13 Dec Pulmonary rehabilitation should include sleep assessment
The recommendation comes after the team, from UC San Diego in California, USA, found that the proportion of COPD patients referred for PR who had sleep disordered breathing was much higher than in the general population.
“Pulmonary rehabilitation programs may provide unique platforms to incorporate measures of sleep assessment that could eventually benefit this highly selected group of patients”, Xavier Soler and colleagues write in the Annals of the American Thoracic Society.
The researchers studied 54 patients who had moderate or severe COPD (mean forced vital capacity 75.5 % predicted) who enrolled in their institution’s PR programme over a 2-year period.
Using at-home somnography, they found that 23 (52.3%) of the 44 patients who completed the study had an apnoea–hypopnea index greater than five events per hour, indicating obstructive sleep apnoea (OSA). Seventeen of these cases were newly diagnosed. According to the authors, this compares with a rate of 10% to 15% in the general population and patients with COPD in epidemiological studies.
They also found that patients generally had low sleep efficiency – the percentage of time in bed spent asleep – with 45% having sleep efficiency defined as poor.
Patients also reported themselves that they had poor sleep quality, with a mean Pittsburgh Sleep Quality Index score of 7.9.
However, there were no significant differences in somnography parameters nor in quality of life, daytime sleepiness or St George’s Respiratory Questionnaire results between patients with and without OSA.

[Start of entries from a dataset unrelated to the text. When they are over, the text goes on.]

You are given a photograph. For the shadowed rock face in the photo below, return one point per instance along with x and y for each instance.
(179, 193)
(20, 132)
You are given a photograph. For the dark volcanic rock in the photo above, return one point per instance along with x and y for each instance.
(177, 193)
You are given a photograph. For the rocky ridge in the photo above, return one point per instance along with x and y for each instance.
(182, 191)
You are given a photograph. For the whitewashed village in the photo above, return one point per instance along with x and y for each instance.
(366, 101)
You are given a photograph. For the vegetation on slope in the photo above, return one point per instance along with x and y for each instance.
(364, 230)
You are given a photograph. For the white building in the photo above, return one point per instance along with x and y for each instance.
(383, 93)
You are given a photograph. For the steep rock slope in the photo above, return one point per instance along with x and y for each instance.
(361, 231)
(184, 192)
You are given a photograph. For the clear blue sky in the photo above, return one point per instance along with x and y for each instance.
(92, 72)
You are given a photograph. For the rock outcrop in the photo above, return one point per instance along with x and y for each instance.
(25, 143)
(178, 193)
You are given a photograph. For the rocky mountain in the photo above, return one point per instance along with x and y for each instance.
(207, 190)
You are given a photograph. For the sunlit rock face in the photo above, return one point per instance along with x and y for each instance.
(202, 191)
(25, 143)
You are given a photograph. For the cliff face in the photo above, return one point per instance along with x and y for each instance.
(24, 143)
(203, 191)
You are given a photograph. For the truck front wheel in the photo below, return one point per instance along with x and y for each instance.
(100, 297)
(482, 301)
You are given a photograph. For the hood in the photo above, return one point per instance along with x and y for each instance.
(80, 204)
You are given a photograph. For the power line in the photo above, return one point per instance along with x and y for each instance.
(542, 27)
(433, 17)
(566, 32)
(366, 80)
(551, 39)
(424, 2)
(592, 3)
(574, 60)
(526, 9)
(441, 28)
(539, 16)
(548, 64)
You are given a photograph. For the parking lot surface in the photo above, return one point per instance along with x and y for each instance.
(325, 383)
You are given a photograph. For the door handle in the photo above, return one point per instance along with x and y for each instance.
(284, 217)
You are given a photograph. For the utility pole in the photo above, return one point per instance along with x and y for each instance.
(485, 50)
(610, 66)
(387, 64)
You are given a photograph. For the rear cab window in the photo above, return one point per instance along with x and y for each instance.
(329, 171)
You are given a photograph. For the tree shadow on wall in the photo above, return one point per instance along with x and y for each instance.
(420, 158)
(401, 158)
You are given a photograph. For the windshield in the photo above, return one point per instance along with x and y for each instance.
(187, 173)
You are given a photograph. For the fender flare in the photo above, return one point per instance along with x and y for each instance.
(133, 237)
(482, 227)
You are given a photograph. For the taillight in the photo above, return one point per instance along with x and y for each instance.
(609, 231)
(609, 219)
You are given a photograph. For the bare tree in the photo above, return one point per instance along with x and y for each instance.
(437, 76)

Soler and colleagues explain that the literature regarding sleep in COPD is mixed and not all studies have found an increased rate of OSA. However, they argue that patients with the condition may have particular problems that lead to poor sleep, such as heightened arterial hypoxemia, or changes in respiratory mechanics and cough and sputum production.
They note that concomitant COPD and OSA, also known as “overlap syndrome”, is associated with a high risk of cardiovascular problems, exacerbations and death.
They write: “Therefore, evaluating the presence of OSA in patients with advanced COPD seems logical as concurrence of these diseases may potentially explain the high cardiovascular morbidity and mortality in these patients.”